La requalification et les demandes afférentes
Il résulte du contrat de travail que M. Z a été engagé pour faire face à un accroissement temporaire de l’activité de la société. Il revient à celle-ci de démontrer qu’elle a effectivement été confrontée, contemporainement à la signature du contrat litigieux, à un tel accroissement et que celui-ci était de nature temporaire. Déclarant en premier lieu avoir connu un accroissement de ses commandes elle produit un tableau de compte d’exploitation dont il résulte que son chiffre d’affaires est passé de 8629 euros en janvier 2016 à 25 218 euros en mai pour atteindre 25 218 euros lors de l’embauche. Il en ressort que l’activité de la société PRINTY COLORS connaissait un accroissement au moment de l’embauche. Pour autant, aucune pièce ne caractérise le caractère temporaire de cet accroissement, le salarié faisant à juste titre valoir qu’il n’est fourni aucun élément sur la situation économique de l’employeur postérieurement à son embauche. Il sera ajouté qu’un contrat à durée déterminée ne peut être conclu que pour l’exécution d’une tâche précise et temporaire et qu’il ne doit pas avoir pour objet de pourvoir durablement un emploi lié à l’activité normale et permanente de l’entreprise ce qui comme soutenu était le cas du poste de commercial confié à l’appelant.Il convient donc de requalifier le contrat à durée déterminée en contrat à durée indéterminée et d’allouer au salarié une indemnité de requalification correspondant à un mois de salaire. Le jugement déféré sera infirmé en ce sens.

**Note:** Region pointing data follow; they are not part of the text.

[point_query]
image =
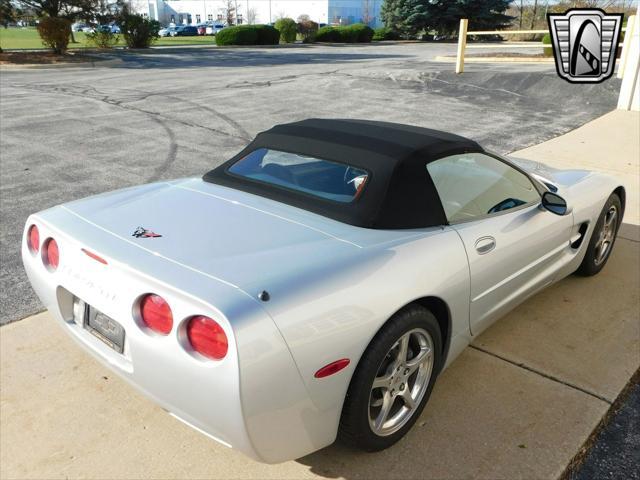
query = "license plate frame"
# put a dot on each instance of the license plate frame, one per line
(105, 328)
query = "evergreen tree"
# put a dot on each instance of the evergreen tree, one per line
(410, 17)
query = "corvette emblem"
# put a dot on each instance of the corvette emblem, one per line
(585, 43)
(142, 232)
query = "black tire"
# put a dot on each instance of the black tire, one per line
(593, 262)
(355, 429)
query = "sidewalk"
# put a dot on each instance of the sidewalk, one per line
(519, 403)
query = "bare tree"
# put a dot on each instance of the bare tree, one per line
(534, 14)
(366, 12)
(229, 11)
(252, 16)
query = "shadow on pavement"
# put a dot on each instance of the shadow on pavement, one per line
(202, 58)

Les demandes fondées sur la rupture du contrat requalifié
La rupture étant intervenue sans lettre ni mise en 'uvre de la procédure idoine il sera alloué à M. Z un mois de salaire à titre d’indemnité de préavis outre l’indemnité de congés payés afférente. Compte tenu de sa faible ancienneté, des circonstances de la rupture, de ses difficultés à retrouver un emploi dans le secteur de la prospection commerciale et des justificatifs produits sur sa situation il convient de lui allouer 1000 euros de dommages-intérêts en réparation de son préjudice moral et financier né de sa perte d’emploi injustifiée. Ne justifiant d’aucun préjudice résultant de l’absence de respect de la procédure de licenciement sa demande de dommages-intérêts sera rejetée. Son autre demande de dommages-intérêts, faisant double emploi, au titre de la rupture abusive sera également rejetée, les sommes allouées au titre du licenciement sans cause réelle et sérieuse réparant
l’intégralité de son dommage. Sa demande de dommages-intérêts distincts au titre de l’irrégularité du contrat à durée déterminée sera également rejetée faute pour l’intéressé d’alléguer et de prouver un préjudice distinct de celui réparé au moyen de l’indemnité de requalification.

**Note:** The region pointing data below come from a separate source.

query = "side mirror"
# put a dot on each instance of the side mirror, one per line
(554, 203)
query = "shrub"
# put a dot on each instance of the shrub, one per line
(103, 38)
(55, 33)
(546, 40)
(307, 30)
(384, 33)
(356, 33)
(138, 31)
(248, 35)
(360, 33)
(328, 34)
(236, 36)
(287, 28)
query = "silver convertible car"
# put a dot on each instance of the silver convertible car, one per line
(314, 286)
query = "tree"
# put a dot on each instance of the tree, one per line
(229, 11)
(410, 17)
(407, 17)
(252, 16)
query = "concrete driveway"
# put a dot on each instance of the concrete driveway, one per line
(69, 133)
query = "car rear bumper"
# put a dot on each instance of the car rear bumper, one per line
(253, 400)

Il n’est pas inéquitable de condamner la société PRINTY COLORS au paiement d’une somme sur le fondement de l’article 700 du code de procédure civile.
PAR CES MOTIFS, LA COUR
INFIRME le jugement
statuant à nouveau et y ajoutant
REQUALIFIE le contrat à durée déterminée en contrat à durée indéterminée
DIT que le licenciement est dénué de cause réelle et sérieuse
CONDAMNE la société PRINTY COLORS à payer à M. Z les sommes suivantes:
'indemnité de requalification : 1513,67 euros
'indemnité compensatrice de préavis : 1513,67 euros
'indemnité de congés payés : 151,36 euros
'dommages-intérêts pour licenciement sans cause réelle et sérieuse : 1000 euros
'frais non compris dans les dépens : 800 euros
ORDONNE à la société PRINTY COLORS la délivrance d’une attestation Pôle emploi et d’un bulletin de paie conformes au présent arrêt sans qu’une astreinte soit nécessaire
DEBOUTE M. Z du surplus de ses demandes
CONDAMNE la société PRINTY COLORS aux dépens d’appel et de première instance.